異国で生きる孤独 ~イラン人がん患者、シャハワンさんと出会って~
Japan In-depth / 2019年12月2日 23時0分
Japan In-depth編集部(米田太華志、石田桃子)
【まとめ】
・サヘルさんが、イラク北部の難民キャンプとJIM-NET施設を訪問した経験を話す。
・戦争で家を追われ、将来に希望が見えない人々の生活を目にする。
・被支援者の利益になる支援、地域への違う角度での理解を訴える。
11月24日、日本イラク医療支援ネットワーク”JIM-NET”が女優のサヘル・ローズさんとの共催イベントを都内で開催した。今回シリアの難民キャンプやイラクJIM-NETの施設などを見学した経験について、サヘルさんが思いを語った。
JIM-NETは、2003年のイラク戦争後、イラク国内に増加した小児がん・白血病患者や難民への効率的、長期的な支援目的に、2004年6月に設立された。主な活動内容は、がんの治療によって学校に通えなくなってしまう子供たちのサポート、また市民にがんをより詳しく知ってもらうための衛生教育、さらには患者の家族が看病に専念するための宿泊施設の提供などだ。これらの施設・活動の提供のために、日本では患者本人たちの書いた絵が絵が缶の表面にデザインされたチョコを売る、通称”チョコ募金”やクラウドファンディングなどを行い募金を募っている。
▲写真 JIM-NETの紹介をする斎藤さん ©Japan In-depth編集部
そんなJIM-NETと、イラン出身のサヘルさんが出会ったのは2018年12月に行われたチョコ募金のイベントがきっかけだという。イベント参加の際、JIM-NET海外事業担当の斎藤亮平さんに「イラクに行ってみたい」と話したことから、今回の旅が始まったという。
サヘルさんは幼少期に起こったイラン-イラク戦争で、小さくして両親を無くし、孤児院で生活した経歴を持つ。「育ての母親は私が小さい頃から、イラクという国を決して恨んではいけないと教えて来た。」と話すサヘルさん。敵・見方どちらのサイドに立っていても、皆同じように戦争に苦しめられ心に傷を負う事実には変わりがない。義母に連れられてきた日本での長きに渡る生活の後も、ずっと「自らの目で、イラクという国を見てみたい」という気持ちを胸に秘めていたという。
一方で自らの身分によって、今回肩身の狭い思いがあったことも話す。
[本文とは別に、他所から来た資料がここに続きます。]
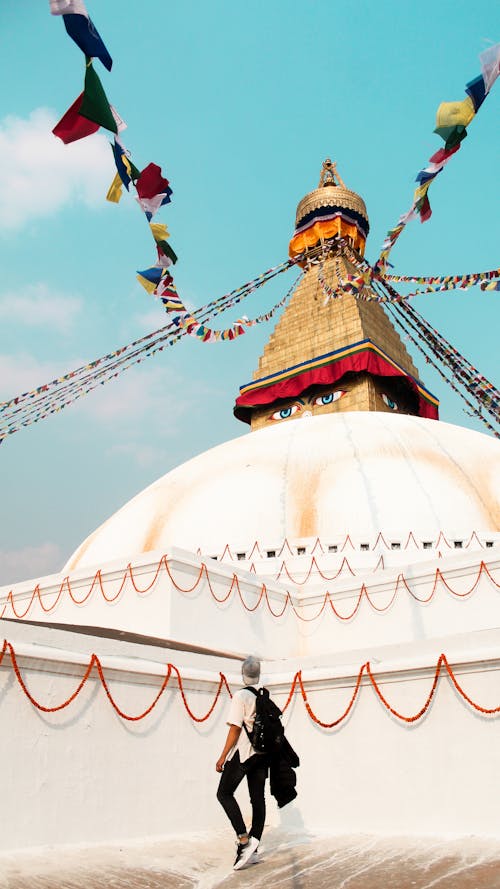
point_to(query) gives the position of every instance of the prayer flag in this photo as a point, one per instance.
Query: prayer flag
(159, 230)
(153, 274)
(425, 210)
(163, 260)
(126, 169)
(452, 135)
(73, 126)
(152, 205)
(95, 105)
(82, 30)
(115, 190)
(153, 190)
(476, 89)
(151, 182)
(148, 285)
(426, 175)
(120, 123)
(60, 7)
(449, 114)
(490, 65)
(165, 247)
(443, 155)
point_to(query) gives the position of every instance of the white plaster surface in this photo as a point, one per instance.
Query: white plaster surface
(84, 774)
(357, 473)
(288, 861)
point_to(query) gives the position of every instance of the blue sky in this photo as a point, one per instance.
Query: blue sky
(239, 104)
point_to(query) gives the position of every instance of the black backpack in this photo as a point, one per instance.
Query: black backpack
(267, 734)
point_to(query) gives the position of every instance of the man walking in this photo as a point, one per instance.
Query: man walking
(237, 760)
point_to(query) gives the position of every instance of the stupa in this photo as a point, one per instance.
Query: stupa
(355, 551)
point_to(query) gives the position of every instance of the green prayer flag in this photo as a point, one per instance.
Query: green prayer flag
(95, 105)
(165, 247)
(452, 136)
(134, 172)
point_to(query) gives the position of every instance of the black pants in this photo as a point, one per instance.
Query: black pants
(255, 768)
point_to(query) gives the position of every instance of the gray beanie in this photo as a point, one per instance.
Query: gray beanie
(250, 670)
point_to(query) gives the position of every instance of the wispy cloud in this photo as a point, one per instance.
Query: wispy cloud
(29, 561)
(21, 372)
(142, 454)
(40, 175)
(38, 306)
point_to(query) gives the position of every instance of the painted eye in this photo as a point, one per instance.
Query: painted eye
(389, 402)
(285, 412)
(329, 397)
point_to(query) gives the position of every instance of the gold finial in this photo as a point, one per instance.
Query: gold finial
(329, 174)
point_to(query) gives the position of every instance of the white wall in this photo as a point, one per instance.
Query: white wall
(85, 775)
(196, 618)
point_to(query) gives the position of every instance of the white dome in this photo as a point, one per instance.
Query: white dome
(346, 473)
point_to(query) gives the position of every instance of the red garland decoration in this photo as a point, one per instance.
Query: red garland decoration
(235, 583)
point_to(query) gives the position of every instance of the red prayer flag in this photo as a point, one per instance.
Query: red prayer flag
(73, 126)
(425, 210)
(443, 154)
(151, 183)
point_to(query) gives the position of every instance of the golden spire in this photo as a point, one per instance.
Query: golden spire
(329, 174)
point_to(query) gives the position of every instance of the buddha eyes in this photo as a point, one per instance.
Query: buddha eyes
(389, 402)
(329, 397)
(285, 412)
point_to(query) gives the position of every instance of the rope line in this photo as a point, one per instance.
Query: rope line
(263, 595)
(297, 682)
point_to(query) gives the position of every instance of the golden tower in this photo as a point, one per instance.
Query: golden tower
(332, 351)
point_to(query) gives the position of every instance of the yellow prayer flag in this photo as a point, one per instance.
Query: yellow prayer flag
(150, 286)
(159, 230)
(115, 190)
(452, 114)
(421, 191)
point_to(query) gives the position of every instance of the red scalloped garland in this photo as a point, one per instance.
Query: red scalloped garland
(365, 669)
(235, 584)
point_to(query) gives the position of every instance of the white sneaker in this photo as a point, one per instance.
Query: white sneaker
(245, 852)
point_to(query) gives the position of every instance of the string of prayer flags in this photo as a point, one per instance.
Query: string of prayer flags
(43, 401)
(443, 279)
(490, 65)
(73, 125)
(452, 120)
(88, 112)
(153, 190)
(92, 110)
(95, 105)
(81, 29)
(490, 285)
(150, 278)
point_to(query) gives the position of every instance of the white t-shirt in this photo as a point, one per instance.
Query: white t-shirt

ヨルダンでシリアから逃れた方々がいらっしゃる母子センターを訪れた時には、イラン人というバックグラウンドを周りに受け入れてもらえず、イラン人であることを話すことなく贈り物を届けたという。また渡航の同時期に、イラクのバクダッドではシーア派や親イラン派の団体に対する大規模なデモが起こっており、イラン人としては危険と隣り合わせた思いであったとサヘルさんは振り返る。